I did some research and deciced top solve the problem in atmosphere levels
But I had no idea of how to use units of volume, mass, and mainly pascals(air preassure)


this is what my plan was :
Thinking of Lake Superior as a square I will use its surface area value as the values for its length and width. I will calculate the space between each layer of atmosphere and use it as a height value. Using these values I will calculate the volume of each layer of atmosphere.

I multiply each volume accordingly to its respective air density to solve for the weight of air in each layer.

I will sum the values to have a net weight in kg of air over Lake Superior

Sounds fine, as long as you have data for the density of air as a function of altitude above the lake.

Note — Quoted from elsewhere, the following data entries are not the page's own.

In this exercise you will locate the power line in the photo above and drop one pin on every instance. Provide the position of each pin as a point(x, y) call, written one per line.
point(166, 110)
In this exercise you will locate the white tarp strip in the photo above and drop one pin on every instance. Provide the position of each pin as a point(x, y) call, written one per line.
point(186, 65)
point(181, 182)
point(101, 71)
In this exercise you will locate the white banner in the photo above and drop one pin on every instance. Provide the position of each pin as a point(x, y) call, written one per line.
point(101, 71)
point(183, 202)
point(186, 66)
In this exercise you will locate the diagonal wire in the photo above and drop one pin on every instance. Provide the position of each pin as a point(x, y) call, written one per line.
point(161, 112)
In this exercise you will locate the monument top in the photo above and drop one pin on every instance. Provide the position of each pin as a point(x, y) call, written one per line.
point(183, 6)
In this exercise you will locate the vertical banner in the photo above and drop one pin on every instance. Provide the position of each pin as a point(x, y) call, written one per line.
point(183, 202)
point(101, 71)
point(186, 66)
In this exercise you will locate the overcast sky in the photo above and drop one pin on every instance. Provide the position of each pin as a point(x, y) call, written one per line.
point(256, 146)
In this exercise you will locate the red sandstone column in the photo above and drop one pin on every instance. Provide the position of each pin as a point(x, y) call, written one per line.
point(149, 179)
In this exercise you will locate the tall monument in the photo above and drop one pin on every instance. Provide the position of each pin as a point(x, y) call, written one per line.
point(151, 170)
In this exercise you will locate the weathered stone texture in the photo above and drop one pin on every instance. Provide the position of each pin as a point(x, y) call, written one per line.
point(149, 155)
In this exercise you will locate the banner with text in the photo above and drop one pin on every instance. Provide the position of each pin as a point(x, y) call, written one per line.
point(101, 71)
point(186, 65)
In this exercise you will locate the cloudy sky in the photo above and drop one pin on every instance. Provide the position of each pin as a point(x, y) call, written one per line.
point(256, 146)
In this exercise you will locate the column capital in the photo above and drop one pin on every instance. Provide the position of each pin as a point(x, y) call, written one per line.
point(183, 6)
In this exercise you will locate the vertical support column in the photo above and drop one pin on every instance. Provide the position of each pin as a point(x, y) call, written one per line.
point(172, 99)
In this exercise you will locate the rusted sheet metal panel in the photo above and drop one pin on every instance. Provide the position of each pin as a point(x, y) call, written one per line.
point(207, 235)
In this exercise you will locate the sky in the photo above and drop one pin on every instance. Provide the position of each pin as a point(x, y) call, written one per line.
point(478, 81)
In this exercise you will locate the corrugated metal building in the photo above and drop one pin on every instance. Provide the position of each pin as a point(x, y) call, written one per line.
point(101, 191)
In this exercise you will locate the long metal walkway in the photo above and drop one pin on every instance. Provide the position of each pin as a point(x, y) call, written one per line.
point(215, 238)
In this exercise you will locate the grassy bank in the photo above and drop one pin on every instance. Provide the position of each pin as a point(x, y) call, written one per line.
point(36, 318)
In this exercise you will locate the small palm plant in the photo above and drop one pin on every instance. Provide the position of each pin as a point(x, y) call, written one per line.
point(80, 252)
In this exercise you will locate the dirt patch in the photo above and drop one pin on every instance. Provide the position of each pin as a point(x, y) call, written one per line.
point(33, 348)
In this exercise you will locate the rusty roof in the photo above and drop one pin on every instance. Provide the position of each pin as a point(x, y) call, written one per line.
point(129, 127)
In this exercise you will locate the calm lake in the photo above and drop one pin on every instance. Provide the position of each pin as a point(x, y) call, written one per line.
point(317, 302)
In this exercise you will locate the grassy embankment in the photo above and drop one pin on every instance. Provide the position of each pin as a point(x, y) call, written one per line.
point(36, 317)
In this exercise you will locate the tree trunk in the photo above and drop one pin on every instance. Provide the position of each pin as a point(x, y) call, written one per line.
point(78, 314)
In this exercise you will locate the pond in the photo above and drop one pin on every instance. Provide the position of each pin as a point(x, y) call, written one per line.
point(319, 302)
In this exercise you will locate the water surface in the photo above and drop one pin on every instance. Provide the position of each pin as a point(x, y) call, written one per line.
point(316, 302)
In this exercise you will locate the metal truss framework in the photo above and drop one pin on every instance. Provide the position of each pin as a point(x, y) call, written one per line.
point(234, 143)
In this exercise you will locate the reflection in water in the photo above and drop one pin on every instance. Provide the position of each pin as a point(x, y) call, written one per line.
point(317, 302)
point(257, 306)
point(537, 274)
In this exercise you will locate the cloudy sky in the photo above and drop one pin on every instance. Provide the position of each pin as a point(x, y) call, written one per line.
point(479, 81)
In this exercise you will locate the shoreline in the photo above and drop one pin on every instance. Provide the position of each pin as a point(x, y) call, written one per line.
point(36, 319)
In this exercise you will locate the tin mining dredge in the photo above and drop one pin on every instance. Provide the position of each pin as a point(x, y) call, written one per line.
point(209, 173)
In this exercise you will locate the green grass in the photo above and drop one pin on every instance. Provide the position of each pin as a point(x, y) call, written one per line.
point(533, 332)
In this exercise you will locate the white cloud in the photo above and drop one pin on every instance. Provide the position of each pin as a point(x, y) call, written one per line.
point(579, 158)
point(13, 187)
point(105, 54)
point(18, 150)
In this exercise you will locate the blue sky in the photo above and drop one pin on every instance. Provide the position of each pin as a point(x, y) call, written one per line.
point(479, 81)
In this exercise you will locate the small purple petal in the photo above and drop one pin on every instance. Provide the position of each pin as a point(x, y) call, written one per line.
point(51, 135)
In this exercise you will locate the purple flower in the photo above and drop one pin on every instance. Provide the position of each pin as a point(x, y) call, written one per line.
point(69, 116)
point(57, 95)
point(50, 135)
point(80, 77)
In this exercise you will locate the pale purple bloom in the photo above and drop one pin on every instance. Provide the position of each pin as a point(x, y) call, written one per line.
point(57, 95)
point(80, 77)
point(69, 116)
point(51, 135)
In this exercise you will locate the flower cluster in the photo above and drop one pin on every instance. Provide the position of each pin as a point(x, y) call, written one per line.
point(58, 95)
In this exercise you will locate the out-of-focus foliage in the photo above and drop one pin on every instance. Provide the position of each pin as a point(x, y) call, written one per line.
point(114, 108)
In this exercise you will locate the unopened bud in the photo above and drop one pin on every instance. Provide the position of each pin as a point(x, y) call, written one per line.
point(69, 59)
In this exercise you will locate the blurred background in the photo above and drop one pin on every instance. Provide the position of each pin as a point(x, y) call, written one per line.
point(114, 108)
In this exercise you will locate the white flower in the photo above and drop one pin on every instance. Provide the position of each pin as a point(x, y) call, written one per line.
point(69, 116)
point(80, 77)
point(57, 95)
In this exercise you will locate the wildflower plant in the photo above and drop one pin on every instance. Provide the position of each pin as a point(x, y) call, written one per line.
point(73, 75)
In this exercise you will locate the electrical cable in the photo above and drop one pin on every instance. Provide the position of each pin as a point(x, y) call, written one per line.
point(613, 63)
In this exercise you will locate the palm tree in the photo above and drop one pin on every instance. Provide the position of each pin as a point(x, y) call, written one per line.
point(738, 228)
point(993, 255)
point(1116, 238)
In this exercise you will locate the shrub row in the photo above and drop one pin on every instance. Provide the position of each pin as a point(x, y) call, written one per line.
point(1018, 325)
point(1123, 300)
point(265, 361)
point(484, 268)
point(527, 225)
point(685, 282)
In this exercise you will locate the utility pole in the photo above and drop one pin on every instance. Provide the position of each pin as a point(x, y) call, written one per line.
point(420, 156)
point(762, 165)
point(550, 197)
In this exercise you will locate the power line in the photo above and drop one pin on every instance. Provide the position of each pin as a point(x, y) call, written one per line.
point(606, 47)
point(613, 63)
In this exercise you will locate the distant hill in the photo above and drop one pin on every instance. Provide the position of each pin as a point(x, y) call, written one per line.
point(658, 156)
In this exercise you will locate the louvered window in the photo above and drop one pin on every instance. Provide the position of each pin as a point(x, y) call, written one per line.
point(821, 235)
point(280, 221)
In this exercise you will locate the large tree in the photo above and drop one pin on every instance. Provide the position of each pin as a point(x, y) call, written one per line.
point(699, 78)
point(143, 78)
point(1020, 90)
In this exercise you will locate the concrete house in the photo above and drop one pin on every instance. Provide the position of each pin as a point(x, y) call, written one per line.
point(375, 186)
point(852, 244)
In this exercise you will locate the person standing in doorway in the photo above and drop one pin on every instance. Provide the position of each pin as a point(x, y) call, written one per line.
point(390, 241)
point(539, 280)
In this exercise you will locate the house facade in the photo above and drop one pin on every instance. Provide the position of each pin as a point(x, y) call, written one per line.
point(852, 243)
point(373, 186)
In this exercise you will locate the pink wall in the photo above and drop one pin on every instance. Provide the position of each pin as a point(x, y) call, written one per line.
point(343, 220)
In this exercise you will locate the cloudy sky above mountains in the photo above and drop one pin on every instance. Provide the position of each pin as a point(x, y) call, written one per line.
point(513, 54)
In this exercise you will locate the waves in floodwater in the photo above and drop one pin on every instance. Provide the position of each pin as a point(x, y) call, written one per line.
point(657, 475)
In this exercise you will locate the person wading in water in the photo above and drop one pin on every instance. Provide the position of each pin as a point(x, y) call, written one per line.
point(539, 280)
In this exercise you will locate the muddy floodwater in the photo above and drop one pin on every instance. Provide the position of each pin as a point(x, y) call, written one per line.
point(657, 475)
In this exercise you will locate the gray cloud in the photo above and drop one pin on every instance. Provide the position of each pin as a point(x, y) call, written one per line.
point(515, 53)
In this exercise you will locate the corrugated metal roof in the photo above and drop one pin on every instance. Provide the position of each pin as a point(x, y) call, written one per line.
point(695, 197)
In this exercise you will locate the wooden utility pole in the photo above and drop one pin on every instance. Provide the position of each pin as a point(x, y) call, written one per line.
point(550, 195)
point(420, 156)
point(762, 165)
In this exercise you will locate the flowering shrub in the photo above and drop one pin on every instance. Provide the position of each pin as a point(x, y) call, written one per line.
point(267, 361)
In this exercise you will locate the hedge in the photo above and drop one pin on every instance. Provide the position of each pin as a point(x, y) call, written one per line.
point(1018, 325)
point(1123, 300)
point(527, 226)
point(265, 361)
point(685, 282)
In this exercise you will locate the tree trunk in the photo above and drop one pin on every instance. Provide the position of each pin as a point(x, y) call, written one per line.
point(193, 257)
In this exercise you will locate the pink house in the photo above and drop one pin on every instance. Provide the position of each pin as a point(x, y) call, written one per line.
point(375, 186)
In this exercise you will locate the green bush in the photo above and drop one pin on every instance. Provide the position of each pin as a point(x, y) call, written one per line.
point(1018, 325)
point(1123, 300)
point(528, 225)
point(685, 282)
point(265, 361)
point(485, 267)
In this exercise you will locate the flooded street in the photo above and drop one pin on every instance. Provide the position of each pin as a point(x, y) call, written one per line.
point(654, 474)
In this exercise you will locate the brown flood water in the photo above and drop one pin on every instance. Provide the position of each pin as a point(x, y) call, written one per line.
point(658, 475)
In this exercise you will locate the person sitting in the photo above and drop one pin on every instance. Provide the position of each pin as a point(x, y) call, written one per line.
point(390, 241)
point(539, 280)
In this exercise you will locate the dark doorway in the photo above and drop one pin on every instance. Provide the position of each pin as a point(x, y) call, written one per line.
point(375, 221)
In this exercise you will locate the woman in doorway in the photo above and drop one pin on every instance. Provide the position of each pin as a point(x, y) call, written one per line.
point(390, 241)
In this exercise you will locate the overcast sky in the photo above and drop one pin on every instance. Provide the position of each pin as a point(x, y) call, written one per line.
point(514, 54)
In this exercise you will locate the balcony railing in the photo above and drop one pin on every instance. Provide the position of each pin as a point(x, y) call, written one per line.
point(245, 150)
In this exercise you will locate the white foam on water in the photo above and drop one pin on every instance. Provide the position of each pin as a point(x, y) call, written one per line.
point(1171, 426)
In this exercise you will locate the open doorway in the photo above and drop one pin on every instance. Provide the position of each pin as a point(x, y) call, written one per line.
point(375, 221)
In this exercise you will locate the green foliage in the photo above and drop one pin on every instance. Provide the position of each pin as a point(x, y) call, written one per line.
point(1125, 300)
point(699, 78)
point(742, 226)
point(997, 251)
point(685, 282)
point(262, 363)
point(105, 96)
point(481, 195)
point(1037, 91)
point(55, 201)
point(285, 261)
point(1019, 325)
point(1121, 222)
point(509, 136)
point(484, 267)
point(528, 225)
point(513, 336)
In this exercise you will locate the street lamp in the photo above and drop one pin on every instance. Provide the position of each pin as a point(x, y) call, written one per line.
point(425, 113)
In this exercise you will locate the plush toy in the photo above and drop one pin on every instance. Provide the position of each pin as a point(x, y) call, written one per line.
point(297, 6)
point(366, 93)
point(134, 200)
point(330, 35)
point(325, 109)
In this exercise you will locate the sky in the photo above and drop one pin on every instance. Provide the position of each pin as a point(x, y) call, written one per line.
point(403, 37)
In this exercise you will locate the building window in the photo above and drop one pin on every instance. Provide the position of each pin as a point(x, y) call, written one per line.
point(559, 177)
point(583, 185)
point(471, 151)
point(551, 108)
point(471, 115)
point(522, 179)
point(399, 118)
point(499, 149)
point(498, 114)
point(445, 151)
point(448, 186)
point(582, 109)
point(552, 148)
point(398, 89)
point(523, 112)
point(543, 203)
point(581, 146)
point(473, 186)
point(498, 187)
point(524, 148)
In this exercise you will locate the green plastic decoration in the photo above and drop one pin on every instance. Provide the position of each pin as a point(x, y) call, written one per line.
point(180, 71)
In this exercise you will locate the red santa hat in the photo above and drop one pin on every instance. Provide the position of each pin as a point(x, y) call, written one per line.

A much easier apporach is to simply multiply the area of the lake by the air pressure at the surface. A nominal value for air pressure is 14.7 psi. Keep your units straight - given the air pressure in pounds per square inch, multiply that by the surface area of the lake in square inches to find the total weight of air in pounds. You'll end up with a mighty big number!

Hi,
But at that altitude, can we consider the atmospheric pressure as 14.7 psi?
Ravi

Hi,
But at that altitude, can we consider the atmospheric pressure as 14.7 psi?
Ravi

Indeed Lake Superior is about 600 ft above sea level, so yes - on average the atmospheric pressure on the surface of Lake Superior is only about 95% of sea level pressure.